X Prize: the funding is out there
The model of challenge-led research prizes has taken off in recent years, particularly in the US through the X Prize Foundation, started by entrepreneur Peter Diamandis in 1996.
The first award (named the Ansari X Prize after the entrepreneurs who agreed to fund it to the tune of $10 million) challenged teams to build and fly a passenger vehicle 100km into space twice within two weeks. Some 26 teams from across the world responded, collectively investing more than $100 million. Mojave Aerospace Ventures eventually won with its craft SpaceShipOne in 2004.
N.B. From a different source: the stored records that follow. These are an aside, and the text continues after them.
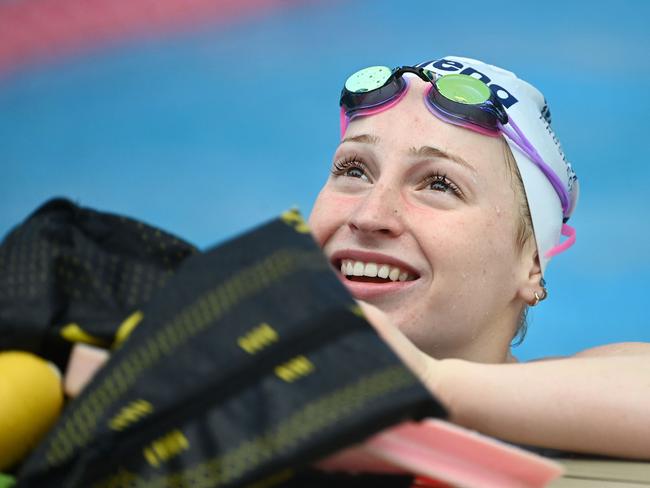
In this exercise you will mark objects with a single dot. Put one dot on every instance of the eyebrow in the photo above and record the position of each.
(424, 151)
(434, 152)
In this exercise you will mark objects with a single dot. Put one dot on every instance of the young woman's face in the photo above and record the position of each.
(432, 206)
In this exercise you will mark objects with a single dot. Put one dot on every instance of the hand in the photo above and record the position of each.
(425, 367)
Now competitions include the Google Lunar X Prize to put a robot on the Moon; the Archon Genomics X Prize challenging teams to sequence 100 genomes within 30 days for less than $1,000 per genome sequence; and the Qualcomm Tricorder X Prize to create a portable medical diagnostic device, named after the hand-held machine featured in Star Trek.
Each award is worth $10 million.
Alan Zack, senior director of marketing and communications at the X Prize Foundation, said that the awards' success was down to their ability to generate much greater research and development funding than the value of the prizes themselves, and from many sources.
According to Steve Bennett, chief executive officer of Starchaser Industries (a UK team that took part in the Ansari X Prize), although at times the prize diverted work away from other priorities, it was a game-changer in the space industry.
Nasa's decision to contract private companies to fly astronauts to the International Space Station was a direct consequence of the prize, said Dr Bennett, whose company is now close to achieving its goal of taking tourists into orbit.
The need to quickly generate what is often private funding to carry out the work means that so far universities have been less involved with the prizes, but Mr Zack said that was changing - as was the nature of the challenges. The X Prize Foundation is now considering more seemingly low-tech issues, such as the best methods for building cooking stoves for the developing world that cut the risk of carbon monoxide poisoning.
"In whatever field, these prizes centre around where the market is currently stuck, where there is a need for innovation. It's about how you take current innovation and turbocharge it," he said.